O QUE SE ESPERA DE QUEM QUER FAZER OS EXERCÍCIOS?

Santo Inácio abre seu pequeno livro Exercícios Espirituais com “anotações para se adquirir alguma compreensão dos Exercícios Espirituais e para ajudar tanto quem os dá como quem os recebe” (EE 1). “Alguma compreensão” porque só pode compreender exercícios quem os faz, não quem os olha de longe. Contudo, Inácio espera focalizar para quem quer fazer os Exercícios o caminho, o método a seguir, para que ele comece com maior decisão o processo.

Nestas anotações ele explica o que se espera de quem quer fazer os Exercícios. Em primeiro lugar que a pessoa se queira dispor para tirar de si todas as “afeições desordenadas”.

E o que seriam “afeições desordenadas”? É tudo quanto atrapalha, confunde e machuca os nossos relacionamentos com Deus e com os outros. Tudo quanto tira a capacidade de escolher livremente o que mais convém. O exercitante se empenhará em ordenar suas afeições para ter a liberdade de “buscar e encontrar a vontade divina em todas as coisas” (EE 1).

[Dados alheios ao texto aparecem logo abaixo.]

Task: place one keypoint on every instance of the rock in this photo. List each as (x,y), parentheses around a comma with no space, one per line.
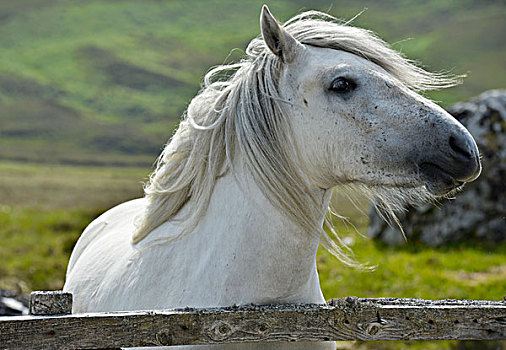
(13,303)
(479,212)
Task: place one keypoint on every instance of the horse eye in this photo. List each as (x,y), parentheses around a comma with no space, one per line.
(342,85)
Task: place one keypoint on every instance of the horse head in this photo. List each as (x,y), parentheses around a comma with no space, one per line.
(356,117)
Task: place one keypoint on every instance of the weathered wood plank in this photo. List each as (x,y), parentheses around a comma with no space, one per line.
(341,319)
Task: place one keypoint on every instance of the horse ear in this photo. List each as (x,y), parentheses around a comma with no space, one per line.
(278,40)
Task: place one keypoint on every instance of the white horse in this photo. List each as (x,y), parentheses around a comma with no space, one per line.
(233,213)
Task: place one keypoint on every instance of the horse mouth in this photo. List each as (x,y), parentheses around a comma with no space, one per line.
(437,181)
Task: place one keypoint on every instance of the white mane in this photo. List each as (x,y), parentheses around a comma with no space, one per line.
(239,112)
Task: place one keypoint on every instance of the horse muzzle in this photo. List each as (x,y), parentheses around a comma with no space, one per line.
(453,165)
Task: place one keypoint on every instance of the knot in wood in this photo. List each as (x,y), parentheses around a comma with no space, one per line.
(260,328)
(373,328)
(351,300)
(220,331)
(163,338)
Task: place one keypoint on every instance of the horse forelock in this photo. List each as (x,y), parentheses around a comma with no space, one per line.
(239,111)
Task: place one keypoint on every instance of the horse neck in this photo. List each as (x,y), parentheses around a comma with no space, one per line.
(252,238)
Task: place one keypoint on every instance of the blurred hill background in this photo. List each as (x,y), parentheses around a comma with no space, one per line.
(105,82)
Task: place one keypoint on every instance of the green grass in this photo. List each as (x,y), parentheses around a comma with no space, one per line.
(44,208)
(105,82)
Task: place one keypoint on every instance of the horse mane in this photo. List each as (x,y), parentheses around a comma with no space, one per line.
(239,110)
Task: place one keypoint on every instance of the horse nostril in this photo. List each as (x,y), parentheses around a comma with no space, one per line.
(460,147)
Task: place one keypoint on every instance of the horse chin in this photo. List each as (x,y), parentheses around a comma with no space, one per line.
(438,182)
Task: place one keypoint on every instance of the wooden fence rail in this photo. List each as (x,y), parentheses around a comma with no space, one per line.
(342,319)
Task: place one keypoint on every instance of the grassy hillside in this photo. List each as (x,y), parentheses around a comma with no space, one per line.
(105,82)
(43,210)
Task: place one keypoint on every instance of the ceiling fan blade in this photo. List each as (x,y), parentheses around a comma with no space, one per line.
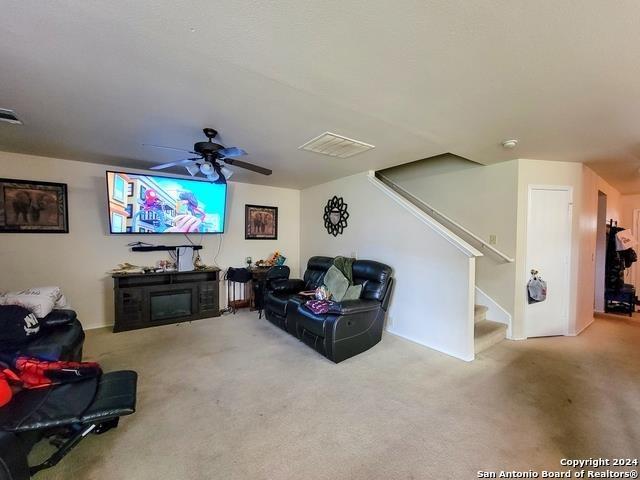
(173,164)
(231,152)
(168,148)
(248,166)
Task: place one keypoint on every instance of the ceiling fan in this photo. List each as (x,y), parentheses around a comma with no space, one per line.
(211,159)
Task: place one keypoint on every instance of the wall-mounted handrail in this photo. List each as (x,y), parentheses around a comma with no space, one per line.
(436,213)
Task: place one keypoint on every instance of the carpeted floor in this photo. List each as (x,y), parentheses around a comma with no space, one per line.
(236,398)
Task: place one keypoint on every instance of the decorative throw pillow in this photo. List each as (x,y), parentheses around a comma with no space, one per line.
(353,292)
(40,300)
(336,283)
(18,325)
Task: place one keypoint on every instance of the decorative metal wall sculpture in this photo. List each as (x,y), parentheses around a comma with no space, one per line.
(335,216)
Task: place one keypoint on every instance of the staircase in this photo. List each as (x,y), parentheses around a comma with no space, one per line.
(486,333)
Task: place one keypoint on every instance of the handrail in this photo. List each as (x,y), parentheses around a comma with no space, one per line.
(434,212)
(425,218)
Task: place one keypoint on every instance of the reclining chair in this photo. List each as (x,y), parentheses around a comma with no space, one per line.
(66,412)
(351,326)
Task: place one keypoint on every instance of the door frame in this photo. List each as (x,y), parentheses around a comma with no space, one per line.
(635,228)
(527,271)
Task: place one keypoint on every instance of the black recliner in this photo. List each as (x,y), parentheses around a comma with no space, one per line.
(348,329)
(69,411)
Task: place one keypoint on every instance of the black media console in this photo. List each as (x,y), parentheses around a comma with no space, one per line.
(151,299)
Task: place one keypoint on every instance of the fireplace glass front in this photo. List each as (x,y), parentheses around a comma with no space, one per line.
(171,304)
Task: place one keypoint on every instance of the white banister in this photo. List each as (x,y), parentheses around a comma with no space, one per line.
(424,217)
(436,213)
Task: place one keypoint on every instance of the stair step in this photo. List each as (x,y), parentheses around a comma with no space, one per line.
(480,313)
(487,333)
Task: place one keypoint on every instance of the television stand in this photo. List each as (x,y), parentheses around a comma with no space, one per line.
(152,299)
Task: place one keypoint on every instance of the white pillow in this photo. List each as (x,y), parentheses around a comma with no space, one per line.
(40,300)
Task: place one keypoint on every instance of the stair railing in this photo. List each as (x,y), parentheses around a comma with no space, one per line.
(438,215)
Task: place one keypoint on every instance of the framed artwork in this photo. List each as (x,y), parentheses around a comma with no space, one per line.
(260,222)
(33,207)
(335,216)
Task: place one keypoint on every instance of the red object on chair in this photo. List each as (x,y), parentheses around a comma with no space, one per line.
(5,389)
(35,373)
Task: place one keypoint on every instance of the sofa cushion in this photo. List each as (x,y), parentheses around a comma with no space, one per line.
(316,268)
(336,283)
(348,307)
(277,302)
(18,326)
(374,277)
(352,293)
(61,342)
(310,321)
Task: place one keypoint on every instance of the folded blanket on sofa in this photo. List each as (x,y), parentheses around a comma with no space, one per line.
(40,300)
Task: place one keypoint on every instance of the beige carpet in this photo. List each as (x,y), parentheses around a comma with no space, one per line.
(237,398)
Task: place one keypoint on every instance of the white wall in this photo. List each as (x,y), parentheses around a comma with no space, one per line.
(433,295)
(629,203)
(480,198)
(78,262)
(492,200)
(585,184)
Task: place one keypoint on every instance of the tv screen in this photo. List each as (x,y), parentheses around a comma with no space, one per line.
(146,204)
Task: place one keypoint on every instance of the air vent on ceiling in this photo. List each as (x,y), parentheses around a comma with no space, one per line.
(335,145)
(9,116)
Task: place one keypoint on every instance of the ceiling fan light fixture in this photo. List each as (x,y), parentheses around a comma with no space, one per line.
(227,172)
(207,169)
(193,169)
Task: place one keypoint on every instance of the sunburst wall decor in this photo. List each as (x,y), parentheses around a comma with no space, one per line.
(335,216)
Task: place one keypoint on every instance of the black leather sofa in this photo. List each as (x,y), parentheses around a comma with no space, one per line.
(350,328)
(61,338)
(69,411)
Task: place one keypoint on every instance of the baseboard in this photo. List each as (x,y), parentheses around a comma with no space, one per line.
(96,327)
(575,334)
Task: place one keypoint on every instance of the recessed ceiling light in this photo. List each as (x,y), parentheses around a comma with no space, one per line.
(9,116)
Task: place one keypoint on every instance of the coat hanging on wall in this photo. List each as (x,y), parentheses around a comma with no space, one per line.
(335,216)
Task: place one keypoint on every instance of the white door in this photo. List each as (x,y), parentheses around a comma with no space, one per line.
(549,252)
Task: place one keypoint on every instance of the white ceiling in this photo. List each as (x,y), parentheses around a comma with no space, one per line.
(94,80)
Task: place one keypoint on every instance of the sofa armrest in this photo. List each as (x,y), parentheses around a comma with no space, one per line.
(349,307)
(13,458)
(59,317)
(284,285)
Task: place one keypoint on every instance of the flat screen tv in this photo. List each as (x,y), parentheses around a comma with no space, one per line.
(146,204)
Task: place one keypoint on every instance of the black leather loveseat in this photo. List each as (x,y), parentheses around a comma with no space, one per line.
(350,328)
(61,338)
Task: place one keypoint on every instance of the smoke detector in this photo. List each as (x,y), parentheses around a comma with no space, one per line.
(9,116)
(335,145)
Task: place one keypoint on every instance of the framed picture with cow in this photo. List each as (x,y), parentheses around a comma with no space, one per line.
(29,206)
(260,222)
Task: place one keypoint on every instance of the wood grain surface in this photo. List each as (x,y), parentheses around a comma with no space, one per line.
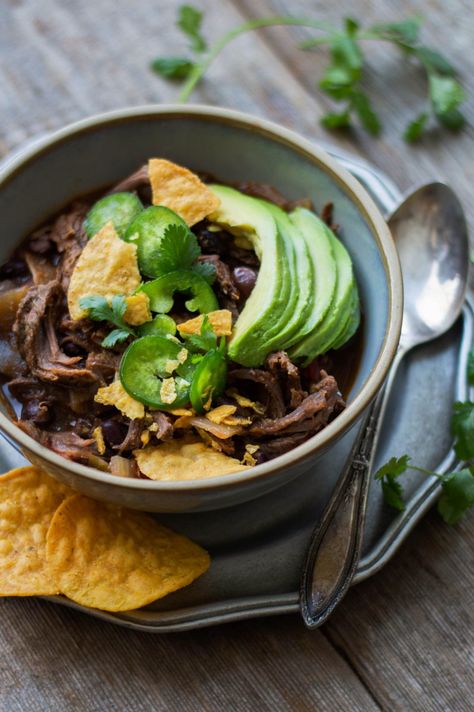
(403,640)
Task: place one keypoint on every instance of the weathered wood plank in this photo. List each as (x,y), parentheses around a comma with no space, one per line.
(56,659)
(409,632)
(396,88)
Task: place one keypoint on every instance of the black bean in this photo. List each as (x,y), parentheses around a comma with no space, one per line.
(13,268)
(36,411)
(113,431)
(72,349)
(211,243)
(244,278)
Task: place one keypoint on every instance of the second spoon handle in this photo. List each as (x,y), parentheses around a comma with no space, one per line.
(335,545)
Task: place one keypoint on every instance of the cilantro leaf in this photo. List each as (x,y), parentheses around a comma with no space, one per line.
(405,32)
(388,473)
(393,493)
(434,61)
(367,116)
(178,249)
(470,368)
(457,496)
(335,120)
(205,341)
(206,270)
(416,127)
(99,309)
(189,21)
(395,467)
(462,427)
(172,67)
(117,336)
(446,94)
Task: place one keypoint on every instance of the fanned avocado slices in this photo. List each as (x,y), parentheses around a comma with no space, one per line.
(305,299)
(324,277)
(265,309)
(331,328)
(300,300)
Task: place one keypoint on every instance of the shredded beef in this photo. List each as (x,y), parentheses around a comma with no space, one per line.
(36,337)
(41,269)
(288,374)
(69,237)
(65,363)
(310,416)
(165,426)
(275,405)
(132,440)
(227,293)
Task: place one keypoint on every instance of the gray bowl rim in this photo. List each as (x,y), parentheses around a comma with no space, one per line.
(323,161)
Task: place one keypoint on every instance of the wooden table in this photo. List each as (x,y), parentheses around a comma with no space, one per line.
(401,641)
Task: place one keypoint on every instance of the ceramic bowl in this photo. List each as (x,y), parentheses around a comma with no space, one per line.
(101,150)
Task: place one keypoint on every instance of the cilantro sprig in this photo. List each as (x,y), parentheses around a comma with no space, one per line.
(179,249)
(99,309)
(457,487)
(342,78)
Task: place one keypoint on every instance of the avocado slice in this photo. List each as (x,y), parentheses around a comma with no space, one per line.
(300,301)
(321,339)
(265,312)
(352,323)
(318,241)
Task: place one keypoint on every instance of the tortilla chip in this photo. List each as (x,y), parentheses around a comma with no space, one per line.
(180,190)
(28,499)
(219,414)
(106,266)
(138,309)
(117,559)
(116,395)
(184,459)
(220,320)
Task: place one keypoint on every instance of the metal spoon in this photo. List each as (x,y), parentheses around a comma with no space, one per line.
(430,231)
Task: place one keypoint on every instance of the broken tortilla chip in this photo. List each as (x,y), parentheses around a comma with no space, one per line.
(106,266)
(28,499)
(118,559)
(184,459)
(115,394)
(220,320)
(180,190)
(138,309)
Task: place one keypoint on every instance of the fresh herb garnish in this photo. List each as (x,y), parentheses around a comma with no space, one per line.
(341,80)
(99,309)
(470,368)
(178,250)
(462,427)
(457,488)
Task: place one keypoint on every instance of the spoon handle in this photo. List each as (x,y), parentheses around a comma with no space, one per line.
(335,545)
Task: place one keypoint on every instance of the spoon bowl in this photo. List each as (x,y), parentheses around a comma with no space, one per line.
(430,232)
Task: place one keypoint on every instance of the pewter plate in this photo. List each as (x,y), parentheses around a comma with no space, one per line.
(258,548)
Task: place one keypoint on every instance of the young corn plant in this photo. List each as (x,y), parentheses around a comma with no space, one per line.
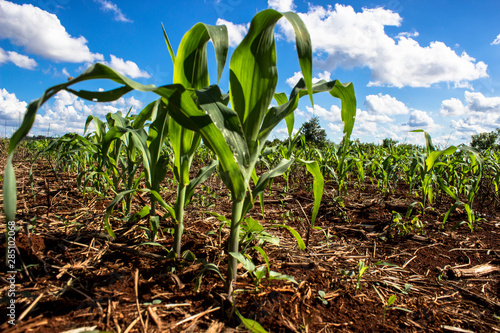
(238,135)
(191,71)
(469,189)
(426,164)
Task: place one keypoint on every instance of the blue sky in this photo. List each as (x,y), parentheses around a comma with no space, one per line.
(414,64)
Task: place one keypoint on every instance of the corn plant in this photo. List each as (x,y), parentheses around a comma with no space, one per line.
(191,71)
(469,188)
(427,163)
(238,135)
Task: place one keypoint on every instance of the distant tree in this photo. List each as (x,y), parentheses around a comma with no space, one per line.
(388,142)
(313,132)
(485,140)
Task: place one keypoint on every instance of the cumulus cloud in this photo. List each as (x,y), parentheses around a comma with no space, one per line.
(342,37)
(479,113)
(11,108)
(236,32)
(292,81)
(67,113)
(108,6)
(332,115)
(17,59)
(452,107)
(128,68)
(496,41)
(420,119)
(282,5)
(385,104)
(41,33)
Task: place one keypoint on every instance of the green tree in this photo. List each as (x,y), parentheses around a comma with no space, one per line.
(485,140)
(313,132)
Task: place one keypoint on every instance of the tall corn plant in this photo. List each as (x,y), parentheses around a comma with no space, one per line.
(191,71)
(238,135)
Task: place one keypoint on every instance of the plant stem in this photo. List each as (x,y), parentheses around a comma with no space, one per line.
(234,241)
(179,214)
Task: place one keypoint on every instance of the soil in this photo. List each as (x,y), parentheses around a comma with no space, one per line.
(72,275)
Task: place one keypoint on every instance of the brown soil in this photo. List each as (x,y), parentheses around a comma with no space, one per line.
(72,275)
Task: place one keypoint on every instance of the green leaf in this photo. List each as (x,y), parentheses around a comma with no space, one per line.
(318,185)
(345,92)
(202,175)
(253,71)
(9,191)
(264,255)
(300,241)
(250,324)
(278,276)
(248,265)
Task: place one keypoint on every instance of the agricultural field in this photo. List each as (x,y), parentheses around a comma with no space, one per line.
(184,217)
(367,265)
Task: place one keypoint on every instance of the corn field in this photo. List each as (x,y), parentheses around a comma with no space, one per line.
(185,216)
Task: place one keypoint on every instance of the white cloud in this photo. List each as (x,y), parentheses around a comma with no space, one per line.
(333,115)
(344,38)
(19,60)
(292,81)
(479,114)
(385,105)
(108,6)
(41,33)
(65,72)
(496,41)
(422,120)
(67,113)
(128,68)
(334,127)
(282,5)
(452,107)
(11,109)
(236,32)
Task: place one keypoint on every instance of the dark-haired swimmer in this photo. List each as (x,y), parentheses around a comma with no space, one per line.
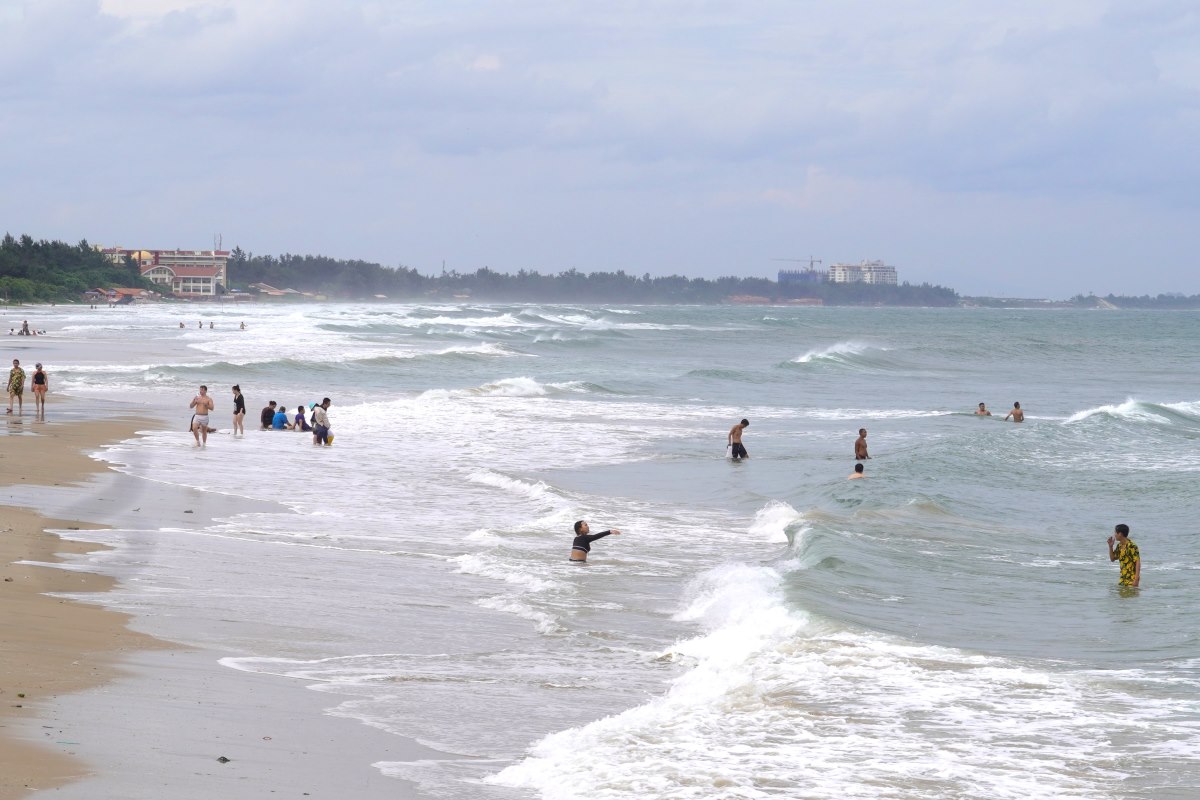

E qual seria a vontade de Deus? De certo “fazer o bem e evitar o mal” (Sl 37,27). Além disso, o Pai do Céu tem desejos, sonhos, um “propósito de bem querer” (Ef 1,5) para cada um de nós, na altura em que estivermos de nossas vidas. Isto “é o que mais convém” aqui e agora!

Você quer fazer os Exercícios, isto é: quer fazer exercícios, exercitar-se (EE 2). Logo não fique esperando ler textos, ouvir palestras, sendo ocupado o tempo todo. Pouco adianta ver ginástica e esportes, se não os praticamos! O exercitante recebe pistas, e as seguirá para encontrar a recompensa. Ele faz como Jesus disse: “Entra no segredo do teu coração e fala a teu Pai, e o Pai que escuta o que você diz te recompensará” (Mt 6,6).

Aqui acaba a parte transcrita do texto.